Disiplin, kinerja, komitmen, dan keberpihakan kepada kepentingan rakyat digerus oleh kepentingan politik kekuasaan. Namun, kita bersyukur karena masih ada beberapa figur pemimpin yang patut dijadikan teladan.
Meretas tirani egoAspek utama moralitas pengharapan Natal adalah meretas tirani ego. Itu sebabnya Yesus Kristus lahir ke bumi, bukan di istana raja atau di tempat elite; melainkan di kandang binatang dan dibaringkan di palungan (Lukas 2:7).

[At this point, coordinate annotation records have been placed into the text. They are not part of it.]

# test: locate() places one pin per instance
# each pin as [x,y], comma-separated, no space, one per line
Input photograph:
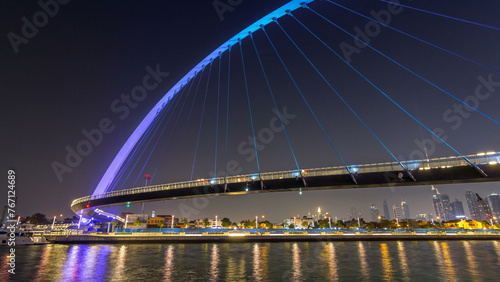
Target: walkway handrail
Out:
[442,162]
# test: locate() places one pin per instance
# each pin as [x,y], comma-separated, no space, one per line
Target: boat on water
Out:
[23,237]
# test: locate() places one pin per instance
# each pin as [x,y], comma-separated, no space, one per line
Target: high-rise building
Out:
[387,215]
[442,206]
[396,212]
[457,209]
[355,213]
[374,213]
[405,210]
[478,207]
[494,202]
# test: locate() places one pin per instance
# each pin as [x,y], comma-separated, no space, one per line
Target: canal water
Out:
[288,261]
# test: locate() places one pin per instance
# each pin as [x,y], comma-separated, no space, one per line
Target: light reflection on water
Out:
[294,261]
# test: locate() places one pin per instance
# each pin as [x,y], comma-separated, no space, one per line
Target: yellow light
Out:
[236,234]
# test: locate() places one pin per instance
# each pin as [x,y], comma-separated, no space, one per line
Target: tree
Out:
[38,219]
[205,223]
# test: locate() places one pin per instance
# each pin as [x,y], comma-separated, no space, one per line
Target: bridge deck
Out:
[433,171]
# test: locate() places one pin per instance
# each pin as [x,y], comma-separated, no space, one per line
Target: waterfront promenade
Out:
[227,237]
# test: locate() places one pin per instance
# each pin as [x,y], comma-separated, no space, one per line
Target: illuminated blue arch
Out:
[124,152]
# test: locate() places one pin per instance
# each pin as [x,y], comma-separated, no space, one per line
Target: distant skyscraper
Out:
[494,201]
[405,210]
[396,212]
[387,215]
[355,213]
[442,206]
[478,207]
[374,213]
[457,209]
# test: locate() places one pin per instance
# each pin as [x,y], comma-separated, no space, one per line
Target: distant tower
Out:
[478,207]
[457,209]
[397,212]
[442,206]
[405,210]
[387,215]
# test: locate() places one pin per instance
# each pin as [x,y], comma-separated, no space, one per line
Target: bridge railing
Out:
[443,162]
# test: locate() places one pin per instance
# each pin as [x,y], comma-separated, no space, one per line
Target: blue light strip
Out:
[274,101]
[250,110]
[416,38]
[441,15]
[395,103]
[122,155]
[201,120]
[404,67]
[305,100]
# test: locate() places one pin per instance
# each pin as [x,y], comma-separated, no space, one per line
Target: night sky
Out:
[66,76]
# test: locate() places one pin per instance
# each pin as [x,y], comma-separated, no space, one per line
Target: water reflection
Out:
[332,261]
[44,260]
[471,262]
[214,263]
[119,269]
[403,261]
[169,263]
[259,262]
[70,267]
[386,261]
[297,261]
[443,258]
[362,258]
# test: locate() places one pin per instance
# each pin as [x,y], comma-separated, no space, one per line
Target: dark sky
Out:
[65,77]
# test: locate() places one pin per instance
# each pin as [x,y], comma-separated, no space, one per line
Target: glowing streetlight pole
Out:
[53,222]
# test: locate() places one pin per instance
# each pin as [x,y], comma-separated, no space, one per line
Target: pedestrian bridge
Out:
[444,170]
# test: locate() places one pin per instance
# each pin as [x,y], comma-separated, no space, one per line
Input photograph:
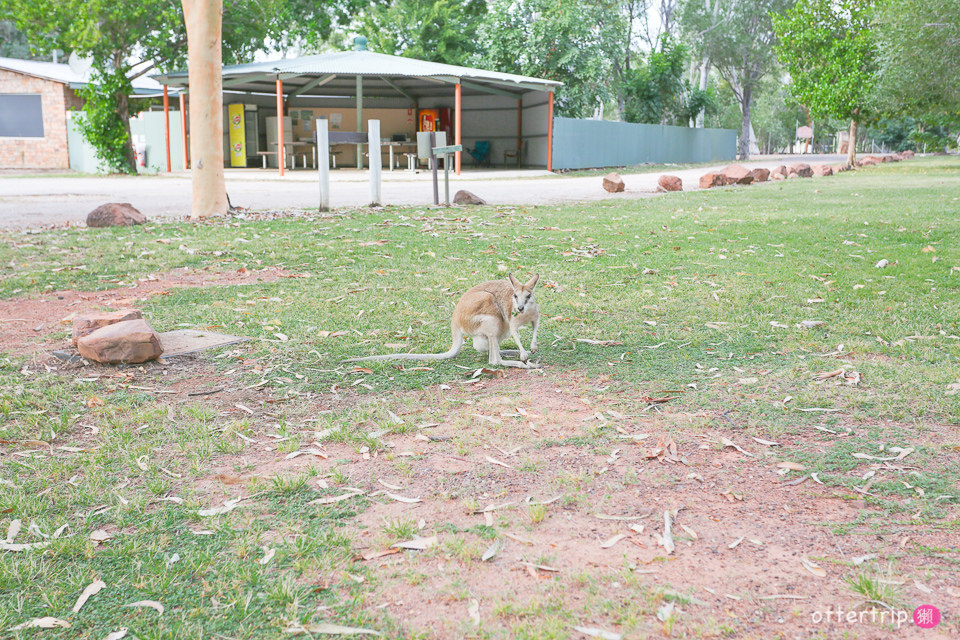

Di tengah situasi muram, kita bersyukur sebab masih menyaksikan spontanitas masyarakat mewujudkan moralitas pengharapan dengan meretas tirani ego! Ada begitu banyak kehendak baik yang masih mau merajut kerja sama dalam rangka mewujudkan persaudaraan sejati, bahkan yang bersifat lintas iman, lintas budaya, dan lintas agama.
Kita mengakui bahwa di hamparan keprihatinan yang tersebar di negeri ini terdapat pengalaman penderitaan. Bahkan, seperti dituturkan JB Metz, sejarah umat manusia telah menjadi sejarah penderitaan.
Di balik kisah kemenangan dan penaklukan militer, kejayaan kebudayaan besar, dan penemuan-penemuan yang mengagumkan, tersembunyi penderitaan yang menyertai semua kisah sukses.
Tidaklah mengherankan kalau kisah sedih dan tragis para TKI, khususnya TKW, tidak pernah ditangani tuntas atas nama keadilan dan kemanusiaan.
Demikian pula dengan para korban kekerasan dan ketidakadilan yang terserak di seluas republik ini! Mereka bukan bagian dari sejarah sukses, dus, tidak memiliki kepentingan historis! Inilah sesat pikir yang masih menguasai elite politik dan penguasa kita.
Padahal, sesungguhnya, sebagaimana diserukan Albert Nolan dalam Jesus Today, Sprituality of Radical Freedom (2006:54), sejarah dari setiap peperangan dan kekerasan selalu ”menyisakan” orang-orang yang terluka, menjadi cacat, dilumat, dibunuh, dianiaya, direndahkan, dan dibiarkan mati di parit-parit pertahanan.
Mutatis mutandis, hal yang sama berlaku untuk setiap kekerasan dan ketidakadilan yang banyak terjadi di negeri kita; termasuk perilaku koruptif para elite!